24 vulnerabilities and security issues have been reported in WebLogic Server and WebLogic Express, where the most critical ones potentially can be exploited by malicious users to gain escalated privileges and by malicious people to conduct cross-site scripting and HTTP request smuggling attacks, cause a DoS (Denial of Service), and bypass certain security restrictions.

1) An error in the thread handling of the server can be exploited by malicious clients to hang threads on a vulnerable server.

The vulnerability affects the following versions:
* WebLogic Server / Express 8.1 through Service Pack 4 (all platforms)
* WebLogic Server / Express 7.0 through Service Pack 5 (all platforms)
* WebLogic Server / Express 6.1 through Service Pack 7 (all platforms)

2) Some unspecified input isn't properly sanitised before being returned to the user. This can be exploited to execute arbitrary HTML and script code in a user's or administrator's browser session in context of an affected site.

This is related to vulnerability #6 in:
SA15486

The vulnerability affects the following versions:
* WebLogic Server / Express 9.0 initial release (all platforms)
* WebLogic Server / Express 8.1 through Service Pack 4 (all platforms)
* WebLogic Server / Express 7.0 through Service Pack 6 (all platforms)
* WebLogic Server / Express 6.1 through Service Pack 7 (all platforms)

3) The problem is that Java client applications using the SSL protocol without specifying a user, may in certain situations be communicating insecurely with an unencrypted protocol.

The security issue affects the following versions:
* WebLogic Server / Express 8.1 through Service Pack 3 (all platforms)
* WebLogic Server / Express 7.0 through Service Pack 6 (all platforms)
* WebLogic Server / Express 6.1 through Service Pack 7 (all platforms)

4) The problem is that if a Java client application creates both insecure and secure (SSL) connections to a server, then an insecure connection will be established instead of the intended secure connection in certain situations.

The security issue affects the following versions:
* WebLogic Server / Express 8.1 through Service Pack 4 (all platforms)
* WebLogic Server / Express 7.0 through Service Pack 6 (all platforms)
* WebLogic Server / Express 6.1 through Service Pack 7 (all platforms)

5) An error in the deploying of Web applications and EJBs can be exploited by a malicious web application with Deployer privileges to gain Admin privileges via the run-as deployment descriptor element.

The vulnerability affects the following versions:
* WebLogic Server / Express 8.1 through Service Pack 4 (all platforms)
* WebLogic Server / Express 7.0 through Service Pack 6 (all platforms)

6) The problem is that under heavy load some audit events may be posted with incorrect severity levels for sites which has auditing enabled. This may cause some customer filtering software to miss certain audit events.

The security issue affects the following versions:
* WebLogic Server / Express 8.1 through Service Pack 4 (all platforms)
* WebLogic Server / Express 7.0 through Service Pack 6 (all platforms)

7) The problem is that IP addresses of machines behind a firewall can be disclosed by a malicious person via NAT (Network Address Translation).

The vulnerability affects the following version:
* WebLogic Server 8.1 through Service Pack 3 (all platforms)

8) The passphrase for the Trust keystore is stored in clear text in the "nodemanager.config" file.
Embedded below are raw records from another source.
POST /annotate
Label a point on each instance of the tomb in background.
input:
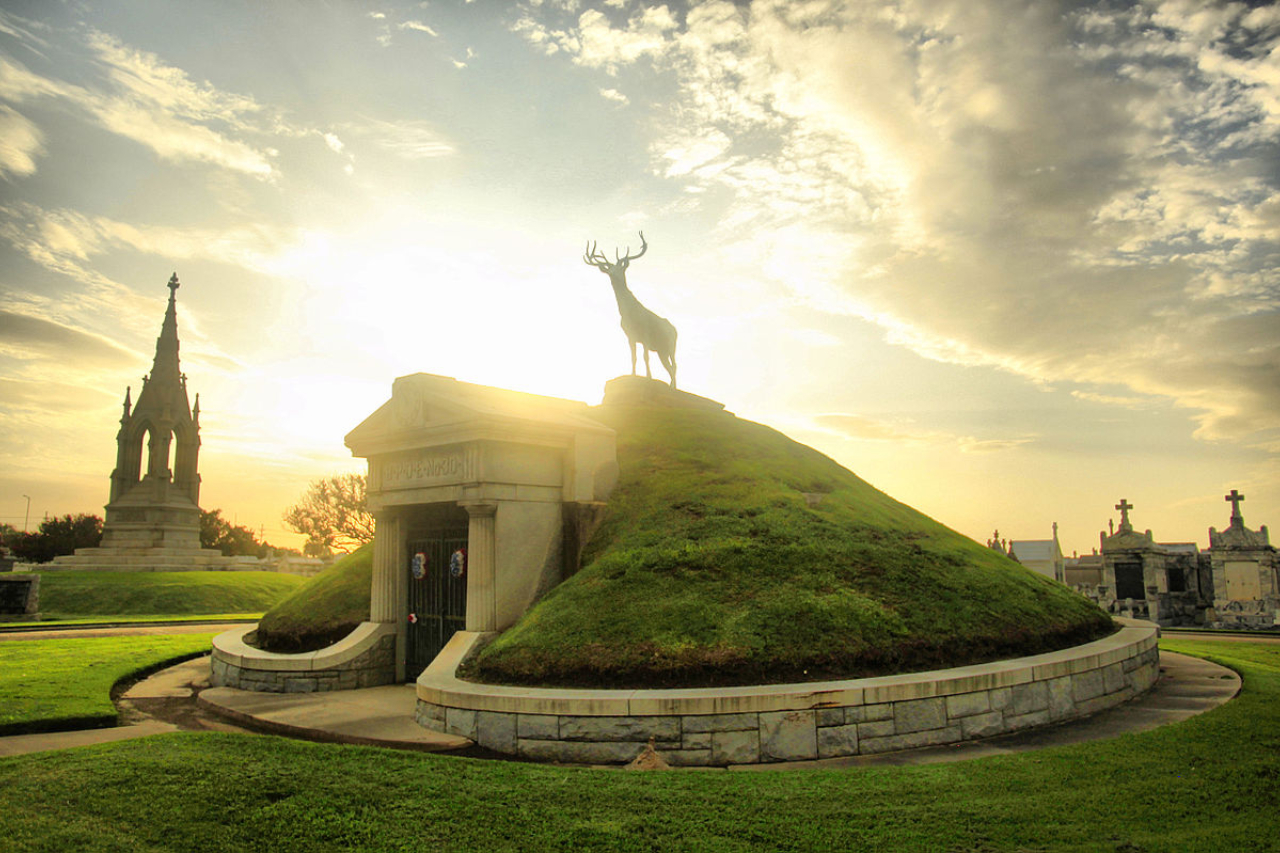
(152, 518)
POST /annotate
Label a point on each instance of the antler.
(593, 258)
(629, 256)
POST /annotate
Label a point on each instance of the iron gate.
(437, 594)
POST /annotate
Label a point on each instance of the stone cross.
(1124, 506)
(1234, 498)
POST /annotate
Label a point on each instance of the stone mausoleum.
(1232, 584)
(152, 516)
(483, 500)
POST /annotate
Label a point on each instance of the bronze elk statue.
(639, 323)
This can be exploited to disclose the server's private keys.

Successful exploitation requires file access to the "nodemanager.config" file.

The security issue affects the following version:
* WebLogic Server 8.1 through Service Pack 3 (all platforms)

9) An error where Principals from a derived Principal class is not properly validated in certain situations, may be exploited to gain escalated privileges.

The vulnerability affects the following versions:
* WebLogic Server / Express 8.1 through Service Pack 4 (all platforms)
* WebLogic Server / Express 7.0 through Service Pack 5 (all platforms)

10) An error where the servlet root URL pattern is not properly protecting servlets, may be exploited by malicious people to access certain servlet resources.

The vulnerability affects the following versions:
* WebLogic Server / Express 8.1 through Service Pack 3 (all platforms)
* WebLogic Server / Express 7.0 through Service Pack 5 (all platforms)

11) An error in the restriction of an unspecified internal servlet in the Administration server can be exploited to access files on the local filesystem.

Successful exploitation requires the Admin security role.

The vulnerability affects the following version:
WebLogic Server / Express 8.1 through Service Pack 3 (all platforms)

12) An error in the importing of security policies from other operating systems can cause servlets being unprotected (e.g. from UNIX to Windows).

The security issue affects the following versions:
* WebLogic Server / Express 8.1 (all platforms)
* WebLogic Server / Express 7.0 (all platforms)

13) The passphrase for the private key used to configure SSL is displayed in clear text on the terminal and stored in clear text in the server log file when creating a WebLogic server domain via the configuration wizard.

The security issue affects the following version:
* WebLogic Server 8.1 through Service Pack 3 (all platforms)

14) The problem is that certain servlet resources may not be properly protected from malicious people after an error occurs during deployment when the fullyDelegateAuthorization mode is enabled.

The security issue affects the following versions:
* WebLogic Server / Express 8.1 through Service Pack 3 (all platforms)
* WebLogic Server / Express 7.0 through Service Pack 5 (all platforms)

15) The problem is that system properties which may contain sensitive information (e.g. passwords) are logged to the server log file.

The security issue affects the following versions:
* WebLogic Server / Express 8.1 through Service Pack 4 (all platforms)
* WebLogic Server / Express 7.0 through Service Pack 5 (all platforms)
* WebLogic Server / Express 6.1 through Service Pack 7 (all platforms)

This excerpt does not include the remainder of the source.